Ausblick: Welche Themen würden Schüler*innen für weitere Liturgiehefte empfehlen? Zum Beispiel „Gerechtigkeit für Tiere und alle Lebewesen“ bringt der heutige Kurs ein. Das CTSI lädt Schüler*innen ein, an einem solchen Heft mitzuarbeiten und so einen Einblick in die komparative Werkstatt zu erhalten.

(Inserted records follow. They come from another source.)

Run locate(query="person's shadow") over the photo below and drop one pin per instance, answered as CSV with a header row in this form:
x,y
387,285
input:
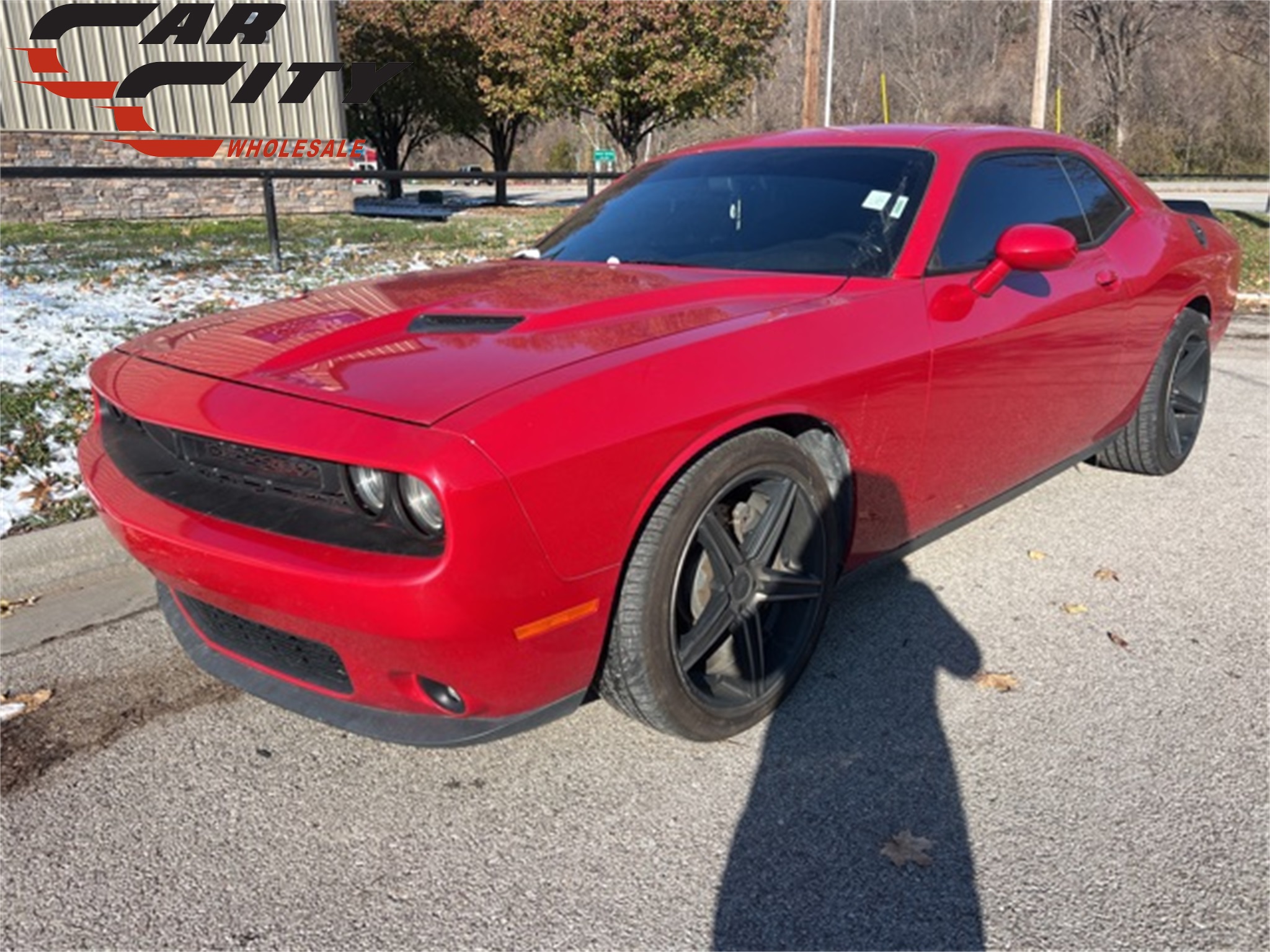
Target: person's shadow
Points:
x,y
855,757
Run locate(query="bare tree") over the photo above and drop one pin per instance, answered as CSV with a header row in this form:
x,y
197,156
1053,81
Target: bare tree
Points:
x,y
1119,31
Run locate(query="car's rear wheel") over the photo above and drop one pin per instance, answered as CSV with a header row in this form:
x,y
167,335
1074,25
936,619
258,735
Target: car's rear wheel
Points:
x,y
1166,425
726,591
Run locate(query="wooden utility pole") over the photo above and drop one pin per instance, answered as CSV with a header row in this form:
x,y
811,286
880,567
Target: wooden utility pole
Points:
x,y
812,61
828,65
1041,77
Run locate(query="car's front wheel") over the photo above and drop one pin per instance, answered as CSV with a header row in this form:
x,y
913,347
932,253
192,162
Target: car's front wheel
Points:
x,y
726,591
1166,425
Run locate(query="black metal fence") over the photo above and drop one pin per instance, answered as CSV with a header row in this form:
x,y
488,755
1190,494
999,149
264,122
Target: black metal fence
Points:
x,y
267,177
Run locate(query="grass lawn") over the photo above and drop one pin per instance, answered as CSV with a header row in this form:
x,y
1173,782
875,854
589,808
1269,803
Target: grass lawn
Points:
x,y
1253,231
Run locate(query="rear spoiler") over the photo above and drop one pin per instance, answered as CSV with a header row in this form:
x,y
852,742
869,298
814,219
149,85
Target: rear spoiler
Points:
x,y
1191,206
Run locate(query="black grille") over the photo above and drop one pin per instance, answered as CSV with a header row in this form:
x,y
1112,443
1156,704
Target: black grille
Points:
x,y
301,659
293,495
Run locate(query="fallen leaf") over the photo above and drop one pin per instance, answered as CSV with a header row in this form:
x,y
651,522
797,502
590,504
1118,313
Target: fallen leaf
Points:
x,y
23,703
996,681
1117,640
906,848
11,606
38,495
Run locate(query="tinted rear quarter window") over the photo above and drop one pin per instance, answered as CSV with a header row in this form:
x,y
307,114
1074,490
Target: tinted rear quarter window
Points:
x,y
1000,192
1103,207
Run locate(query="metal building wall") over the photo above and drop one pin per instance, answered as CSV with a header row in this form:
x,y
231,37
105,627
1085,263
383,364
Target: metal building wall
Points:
x,y
306,33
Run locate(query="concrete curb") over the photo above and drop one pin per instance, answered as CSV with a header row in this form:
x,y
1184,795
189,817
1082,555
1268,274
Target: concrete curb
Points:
x,y
82,576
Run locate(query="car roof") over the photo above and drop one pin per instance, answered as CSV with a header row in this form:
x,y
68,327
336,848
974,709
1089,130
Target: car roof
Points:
x,y
938,139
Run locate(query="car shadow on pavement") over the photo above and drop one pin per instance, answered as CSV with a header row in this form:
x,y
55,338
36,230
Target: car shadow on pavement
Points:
x,y
854,758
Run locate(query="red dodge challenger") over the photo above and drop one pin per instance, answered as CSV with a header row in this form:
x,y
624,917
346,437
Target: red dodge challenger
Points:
x,y
441,508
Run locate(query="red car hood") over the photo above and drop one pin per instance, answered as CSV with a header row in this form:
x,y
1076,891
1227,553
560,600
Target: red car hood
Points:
x,y
353,345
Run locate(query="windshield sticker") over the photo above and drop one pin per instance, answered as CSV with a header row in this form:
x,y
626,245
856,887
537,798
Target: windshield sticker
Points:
x,y
876,200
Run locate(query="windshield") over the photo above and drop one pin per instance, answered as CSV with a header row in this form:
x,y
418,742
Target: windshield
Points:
x,y
822,211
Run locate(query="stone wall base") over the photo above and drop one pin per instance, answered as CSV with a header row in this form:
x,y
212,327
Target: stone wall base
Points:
x,y
70,200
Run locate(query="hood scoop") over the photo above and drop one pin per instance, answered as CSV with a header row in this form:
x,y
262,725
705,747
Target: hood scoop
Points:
x,y
461,324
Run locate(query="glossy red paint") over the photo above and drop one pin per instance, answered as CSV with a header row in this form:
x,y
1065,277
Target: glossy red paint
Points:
x,y
549,443
1025,248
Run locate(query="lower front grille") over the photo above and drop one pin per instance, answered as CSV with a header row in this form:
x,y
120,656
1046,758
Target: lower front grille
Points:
x,y
288,654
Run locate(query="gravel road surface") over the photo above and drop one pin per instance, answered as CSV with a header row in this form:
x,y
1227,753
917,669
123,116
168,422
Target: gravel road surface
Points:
x,y
1117,798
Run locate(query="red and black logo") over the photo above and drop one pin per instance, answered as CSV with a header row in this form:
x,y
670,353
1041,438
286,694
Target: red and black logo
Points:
x,y
184,24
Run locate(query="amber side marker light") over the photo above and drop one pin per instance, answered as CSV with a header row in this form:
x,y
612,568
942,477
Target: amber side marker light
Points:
x,y
554,621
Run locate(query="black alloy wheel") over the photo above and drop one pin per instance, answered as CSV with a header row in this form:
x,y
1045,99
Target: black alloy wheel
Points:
x,y
1163,430
726,591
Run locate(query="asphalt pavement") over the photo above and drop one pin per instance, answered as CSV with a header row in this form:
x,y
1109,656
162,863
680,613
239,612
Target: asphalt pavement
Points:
x,y
1116,798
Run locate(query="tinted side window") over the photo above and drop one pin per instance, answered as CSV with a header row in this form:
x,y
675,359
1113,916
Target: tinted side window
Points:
x,y
1101,206
1000,192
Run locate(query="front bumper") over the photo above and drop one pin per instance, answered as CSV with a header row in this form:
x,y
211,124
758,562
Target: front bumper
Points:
x,y
395,726
397,622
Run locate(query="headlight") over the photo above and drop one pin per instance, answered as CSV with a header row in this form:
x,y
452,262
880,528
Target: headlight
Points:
x,y
422,505
370,488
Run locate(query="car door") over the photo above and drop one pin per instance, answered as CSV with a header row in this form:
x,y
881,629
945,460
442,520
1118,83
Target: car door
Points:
x,y
1023,377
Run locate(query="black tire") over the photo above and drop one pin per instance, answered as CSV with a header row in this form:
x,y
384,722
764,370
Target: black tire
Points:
x,y
1166,425
726,591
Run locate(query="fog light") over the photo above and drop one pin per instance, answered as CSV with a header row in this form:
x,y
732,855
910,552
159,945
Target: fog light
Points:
x,y
370,488
442,695
422,505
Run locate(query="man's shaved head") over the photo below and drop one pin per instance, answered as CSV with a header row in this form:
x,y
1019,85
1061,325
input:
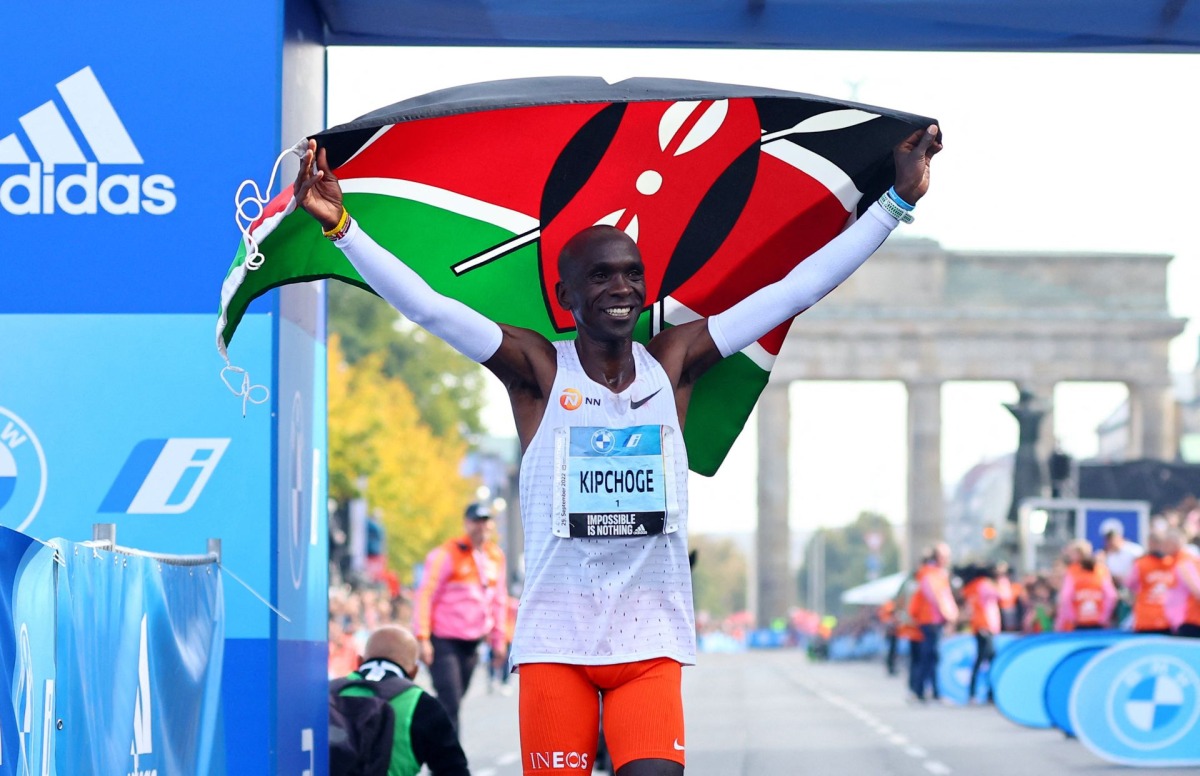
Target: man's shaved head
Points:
x,y
394,643
586,244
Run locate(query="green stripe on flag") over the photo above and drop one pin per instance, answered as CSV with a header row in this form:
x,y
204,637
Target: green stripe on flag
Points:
x,y
508,290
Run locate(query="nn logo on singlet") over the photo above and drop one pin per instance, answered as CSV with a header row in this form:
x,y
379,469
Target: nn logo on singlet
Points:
x,y
59,176
573,399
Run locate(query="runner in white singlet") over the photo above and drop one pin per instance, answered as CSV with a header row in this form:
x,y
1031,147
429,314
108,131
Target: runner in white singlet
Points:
x,y
606,607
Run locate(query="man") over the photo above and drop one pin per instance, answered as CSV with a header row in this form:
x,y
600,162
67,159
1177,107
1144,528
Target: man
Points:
x,y
1153,581
421,733
462,600
1087,596
1187,566
983,600
1120,553
933,608
609,614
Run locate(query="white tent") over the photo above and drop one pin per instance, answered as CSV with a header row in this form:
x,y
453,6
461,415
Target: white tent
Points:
x,y
876,591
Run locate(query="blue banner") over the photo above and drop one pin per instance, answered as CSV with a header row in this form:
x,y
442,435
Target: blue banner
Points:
x,y
118,161
955,660
1099,521
157,447
1060,685
115,661
25,631
1138,703
1019,690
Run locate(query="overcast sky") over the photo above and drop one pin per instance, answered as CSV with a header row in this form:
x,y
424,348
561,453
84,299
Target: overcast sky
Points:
x,y
1043,152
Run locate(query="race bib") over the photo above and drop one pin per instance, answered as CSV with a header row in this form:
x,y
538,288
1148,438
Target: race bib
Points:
x,y
615,482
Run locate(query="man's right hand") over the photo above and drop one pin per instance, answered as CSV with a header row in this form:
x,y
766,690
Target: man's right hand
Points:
x,y
317,190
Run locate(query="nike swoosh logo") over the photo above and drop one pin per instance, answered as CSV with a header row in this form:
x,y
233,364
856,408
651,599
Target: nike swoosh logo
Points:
x,y
636,403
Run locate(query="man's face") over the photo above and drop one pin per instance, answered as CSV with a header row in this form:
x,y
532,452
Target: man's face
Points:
x,y
479,530
604,286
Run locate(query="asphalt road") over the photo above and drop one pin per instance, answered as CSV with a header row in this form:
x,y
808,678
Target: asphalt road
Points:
x,y
767,713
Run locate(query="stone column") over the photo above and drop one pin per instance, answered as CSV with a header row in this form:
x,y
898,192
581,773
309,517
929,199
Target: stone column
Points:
x,y
1152,427
925,500
1044,393
777,588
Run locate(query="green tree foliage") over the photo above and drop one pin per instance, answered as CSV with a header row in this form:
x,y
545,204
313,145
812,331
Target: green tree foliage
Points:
x,y
846,564
448,388
720,576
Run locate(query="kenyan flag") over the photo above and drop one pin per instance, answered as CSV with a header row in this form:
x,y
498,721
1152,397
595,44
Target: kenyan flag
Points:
x,y
725,188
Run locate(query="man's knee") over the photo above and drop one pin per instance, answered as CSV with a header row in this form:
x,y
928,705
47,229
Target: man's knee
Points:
x,y
651,768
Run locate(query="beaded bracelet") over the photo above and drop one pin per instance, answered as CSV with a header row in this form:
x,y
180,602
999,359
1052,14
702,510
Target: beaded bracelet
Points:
x,y
893,209
343,226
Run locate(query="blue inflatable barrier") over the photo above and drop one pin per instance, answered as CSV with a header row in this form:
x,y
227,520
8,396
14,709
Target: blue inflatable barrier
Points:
x,y
1019,691
955,660
1138,703
1060,684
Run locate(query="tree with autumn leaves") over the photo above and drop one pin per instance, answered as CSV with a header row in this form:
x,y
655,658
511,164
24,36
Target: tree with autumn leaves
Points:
x,y
377,437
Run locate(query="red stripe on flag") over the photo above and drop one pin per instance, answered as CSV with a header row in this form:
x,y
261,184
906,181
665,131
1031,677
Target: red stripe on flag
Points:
x,y
490,156
787,217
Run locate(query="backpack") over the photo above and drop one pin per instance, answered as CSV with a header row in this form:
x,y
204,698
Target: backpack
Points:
x,y
361,728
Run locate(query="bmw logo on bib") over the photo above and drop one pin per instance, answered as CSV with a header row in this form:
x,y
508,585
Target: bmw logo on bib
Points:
x,y
603,440
1139,703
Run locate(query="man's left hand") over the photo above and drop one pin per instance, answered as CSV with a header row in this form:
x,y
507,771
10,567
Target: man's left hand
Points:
x,y
912,157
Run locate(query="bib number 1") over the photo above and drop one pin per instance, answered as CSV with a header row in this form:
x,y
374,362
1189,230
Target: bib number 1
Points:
x,y
613,482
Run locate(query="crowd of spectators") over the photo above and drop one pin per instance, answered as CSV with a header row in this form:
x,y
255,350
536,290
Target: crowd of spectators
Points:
x,y
354,613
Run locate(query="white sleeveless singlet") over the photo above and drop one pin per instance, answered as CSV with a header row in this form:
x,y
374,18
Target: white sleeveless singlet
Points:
x,y
623,597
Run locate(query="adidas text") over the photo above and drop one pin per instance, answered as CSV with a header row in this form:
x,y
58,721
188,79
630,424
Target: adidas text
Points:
x,y
43,191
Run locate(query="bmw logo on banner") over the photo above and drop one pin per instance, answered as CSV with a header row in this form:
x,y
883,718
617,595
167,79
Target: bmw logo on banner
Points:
x,y
22,471
1139,703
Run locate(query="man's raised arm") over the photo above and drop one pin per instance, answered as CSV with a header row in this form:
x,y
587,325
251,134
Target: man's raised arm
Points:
x,y
700,344
503,349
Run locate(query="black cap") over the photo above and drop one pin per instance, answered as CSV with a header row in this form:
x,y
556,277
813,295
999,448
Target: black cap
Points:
x,y
478,512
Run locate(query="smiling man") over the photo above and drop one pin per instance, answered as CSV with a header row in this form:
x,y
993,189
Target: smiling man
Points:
x,y
606,607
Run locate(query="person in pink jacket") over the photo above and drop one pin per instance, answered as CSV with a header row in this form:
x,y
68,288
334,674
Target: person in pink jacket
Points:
x,y
462,600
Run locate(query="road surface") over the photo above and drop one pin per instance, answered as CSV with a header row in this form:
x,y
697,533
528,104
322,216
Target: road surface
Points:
x,y
775,713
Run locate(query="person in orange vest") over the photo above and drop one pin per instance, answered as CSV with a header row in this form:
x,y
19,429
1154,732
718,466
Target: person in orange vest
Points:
x,y
1087,596
462,600
983,601
1008,599
906,629
887,614
933,608
1188,567
1152,581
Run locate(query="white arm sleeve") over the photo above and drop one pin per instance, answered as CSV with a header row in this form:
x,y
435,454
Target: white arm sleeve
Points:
x,y
803,287
463,329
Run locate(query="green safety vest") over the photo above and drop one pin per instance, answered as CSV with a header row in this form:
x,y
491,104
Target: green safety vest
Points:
x,y
403,704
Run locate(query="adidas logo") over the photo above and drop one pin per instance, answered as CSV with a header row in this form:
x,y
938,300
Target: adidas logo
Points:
x,y
45,190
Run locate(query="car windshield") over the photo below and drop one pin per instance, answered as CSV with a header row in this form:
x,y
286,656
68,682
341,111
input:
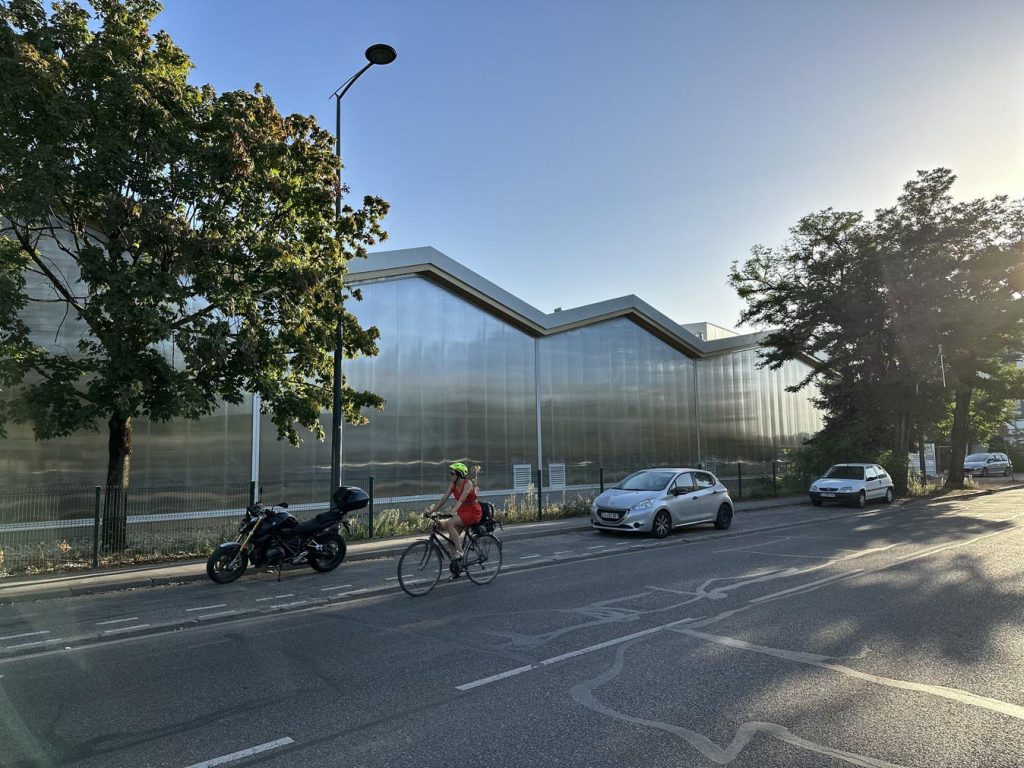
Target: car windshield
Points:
x,y
645,481
845,472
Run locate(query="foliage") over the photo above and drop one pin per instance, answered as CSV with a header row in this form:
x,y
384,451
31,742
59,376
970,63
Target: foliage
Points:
x,y
190,236
873,301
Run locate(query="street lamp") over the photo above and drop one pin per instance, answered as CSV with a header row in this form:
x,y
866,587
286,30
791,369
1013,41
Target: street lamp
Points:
x,y
376,54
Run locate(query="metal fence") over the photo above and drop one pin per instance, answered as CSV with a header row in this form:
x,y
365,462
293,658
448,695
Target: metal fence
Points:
x,y
66,528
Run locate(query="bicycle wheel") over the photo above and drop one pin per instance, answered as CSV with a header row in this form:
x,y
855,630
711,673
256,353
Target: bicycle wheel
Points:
x,y
483,558
420,567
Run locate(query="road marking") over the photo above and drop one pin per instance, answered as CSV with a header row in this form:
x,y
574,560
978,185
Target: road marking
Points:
x,y
813,659
244,753
570,654
221,613
26,634
126,629
495,678
38,642
810,586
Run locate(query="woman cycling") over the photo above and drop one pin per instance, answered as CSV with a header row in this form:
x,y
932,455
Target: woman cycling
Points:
x,y
468,511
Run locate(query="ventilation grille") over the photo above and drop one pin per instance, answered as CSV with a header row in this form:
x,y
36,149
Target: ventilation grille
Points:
x,y
522,477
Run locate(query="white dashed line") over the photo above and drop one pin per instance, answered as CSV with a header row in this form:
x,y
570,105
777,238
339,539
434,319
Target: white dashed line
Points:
x,y
126,629
38,642
243,754
26,634
221,613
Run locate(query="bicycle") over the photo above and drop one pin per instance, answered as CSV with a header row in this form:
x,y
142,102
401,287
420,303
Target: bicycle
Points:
x,y
420,565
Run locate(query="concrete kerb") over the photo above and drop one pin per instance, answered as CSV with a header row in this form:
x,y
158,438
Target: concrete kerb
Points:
x,y
363,594
89,583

Nähere Infos gibt es unter:
www.ctsi.uni-bonn.de/en
www.komparative-theologie.de/

Grafik: Dr. Annette M. Böckler,CTSI;
Hintergrund: Sonne (NASA, public domain)
UNESCO Schulkonzept
Die Bertolt-Brecht-Gesamtschule ist seit 2011 Teil des Netzwerks der UNESCO-Projektschulen NRW. UNESCO-Schulen setzen sich für Frieden, Weltoffenheit und nachhaltige Entwicklung ein. Wichtige Erziehungsziele sind der interkulturelle Dialog und die Sensibilisierung für den nachhaltigen Umgang mit der Erde. Dieser Anspruch spiegelt sich sowohl im Schulalltag wie in Projektkursen, -Tagen und -Wochen wider. In dem mehrjährigen Projekt „Das Denken befragen“ hatten sich Schülerteams mit der Rolle von Religion, Philosophie und Kunst für das Naturverständnis befasst (siehe BUZ 2020 – 2024).